If there's one thing I've been trying to pound home about the frequent iPhone-on-Verizon rumor, it's this: it won't happen because the technology underlying Verizon's wireless network, CDMA, is incompatible with the iPhone. There's only been one version of each of the iPhone models made, and that's based on GSM, a rival wireless standard. GSM is used around the world, whereas CDMA is much less widely deployed. In order to sell a Verizon iPhone, Apple would have to build a new handset model, with a CDMA-capable chip, and would have to deal with CDMA-licensing issues to boot -- something the company has shown no inclination to do. The coming 4G networks will be backwards compatible with GSM, not CDMA, and CDMA has been publicly slagged by Apple as a dead end.
I touched on some of these issues this past summer when I discussed Apple's entry into the Chinese mobile phone network. Apple is partnering with China Unicom, not the much larger China Mobile, not least because China Unicom has a 3G network and China Mobile uses -- you guessed it -- CDMA (though it's a CDMA variant that's incompatible with Verizon or any other network).
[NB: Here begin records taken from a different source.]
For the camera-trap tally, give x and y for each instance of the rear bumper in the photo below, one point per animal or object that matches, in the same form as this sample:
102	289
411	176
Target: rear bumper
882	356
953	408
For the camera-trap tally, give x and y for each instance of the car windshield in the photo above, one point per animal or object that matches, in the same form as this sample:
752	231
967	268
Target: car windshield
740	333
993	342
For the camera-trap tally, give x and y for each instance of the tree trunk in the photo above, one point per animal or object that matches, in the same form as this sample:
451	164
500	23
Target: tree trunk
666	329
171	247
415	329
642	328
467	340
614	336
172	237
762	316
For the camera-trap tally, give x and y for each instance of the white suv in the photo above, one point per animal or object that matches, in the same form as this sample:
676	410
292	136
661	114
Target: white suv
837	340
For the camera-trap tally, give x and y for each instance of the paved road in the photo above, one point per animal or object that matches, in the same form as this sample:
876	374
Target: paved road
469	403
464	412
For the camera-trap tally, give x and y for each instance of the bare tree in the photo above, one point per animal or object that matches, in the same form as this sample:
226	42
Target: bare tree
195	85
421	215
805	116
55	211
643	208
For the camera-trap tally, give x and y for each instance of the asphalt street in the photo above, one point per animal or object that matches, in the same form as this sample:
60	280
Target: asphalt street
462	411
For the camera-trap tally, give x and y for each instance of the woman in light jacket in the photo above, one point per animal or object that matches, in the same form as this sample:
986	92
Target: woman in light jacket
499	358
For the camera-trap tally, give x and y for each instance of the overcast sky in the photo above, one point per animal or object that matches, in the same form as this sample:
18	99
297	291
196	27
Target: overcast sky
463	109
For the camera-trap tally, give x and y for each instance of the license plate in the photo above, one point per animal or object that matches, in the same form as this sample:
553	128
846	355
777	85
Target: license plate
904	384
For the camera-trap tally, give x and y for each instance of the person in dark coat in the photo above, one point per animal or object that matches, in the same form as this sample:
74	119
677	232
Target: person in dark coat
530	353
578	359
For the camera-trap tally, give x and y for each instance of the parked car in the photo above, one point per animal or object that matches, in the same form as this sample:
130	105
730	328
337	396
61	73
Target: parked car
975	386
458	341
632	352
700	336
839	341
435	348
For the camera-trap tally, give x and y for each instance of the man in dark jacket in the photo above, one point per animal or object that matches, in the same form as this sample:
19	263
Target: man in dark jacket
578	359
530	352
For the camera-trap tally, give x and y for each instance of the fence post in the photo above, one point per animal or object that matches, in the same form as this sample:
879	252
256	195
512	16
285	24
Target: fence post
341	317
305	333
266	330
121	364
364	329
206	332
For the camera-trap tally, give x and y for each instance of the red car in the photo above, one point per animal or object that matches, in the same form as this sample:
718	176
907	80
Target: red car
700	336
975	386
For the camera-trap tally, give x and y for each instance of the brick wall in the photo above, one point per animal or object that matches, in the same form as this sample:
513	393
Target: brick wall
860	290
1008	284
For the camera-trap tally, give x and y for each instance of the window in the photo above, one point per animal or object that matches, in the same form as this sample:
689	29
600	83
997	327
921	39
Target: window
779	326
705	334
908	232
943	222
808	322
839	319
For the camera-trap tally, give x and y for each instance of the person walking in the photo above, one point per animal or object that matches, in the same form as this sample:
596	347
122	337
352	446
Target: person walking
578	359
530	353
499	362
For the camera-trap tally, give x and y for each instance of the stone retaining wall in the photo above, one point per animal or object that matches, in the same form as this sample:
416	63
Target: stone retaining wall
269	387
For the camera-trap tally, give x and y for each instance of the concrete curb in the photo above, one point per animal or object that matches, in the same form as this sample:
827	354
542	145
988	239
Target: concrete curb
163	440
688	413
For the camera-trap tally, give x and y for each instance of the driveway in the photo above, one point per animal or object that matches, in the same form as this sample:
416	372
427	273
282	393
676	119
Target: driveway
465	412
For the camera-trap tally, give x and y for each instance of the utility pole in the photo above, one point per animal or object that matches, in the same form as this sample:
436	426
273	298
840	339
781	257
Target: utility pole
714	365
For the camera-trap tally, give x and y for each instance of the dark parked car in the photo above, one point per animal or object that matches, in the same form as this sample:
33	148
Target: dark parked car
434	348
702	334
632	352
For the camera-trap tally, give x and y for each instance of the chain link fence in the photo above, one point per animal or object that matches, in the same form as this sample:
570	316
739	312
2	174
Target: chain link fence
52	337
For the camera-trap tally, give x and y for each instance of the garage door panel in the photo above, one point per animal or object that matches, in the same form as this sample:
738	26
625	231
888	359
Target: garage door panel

At the time I pegged this as more proof that the iPhone on Verizon is a pipe dream. Apple would go into China with the same phones it was selling everywhere else.
Except that turns out not to be true. The Chinese iPhones are GSM phones, all right -- but they lack Wi-Fi capabilities, which is a huge gap. This is because Apple wouldn't put China's WAPI authentication technology into the phone (WAPI not being a recognized standard, and a possible back door to government surveillance to boot). The AP story on the subject has China Unicom promising a resolution later this year; it will be interesting to see if the phones already have Wi-Fi-capable hardware, in which case once this tiff is resolved Wi-Fi can be activated with a simple software update. But if not -- if there really isn't any Wi-Fi capable hardware in the guts of the phones being sold in China -- then it seems that Apple is willing to make devices specialized for different markets, if the price is right.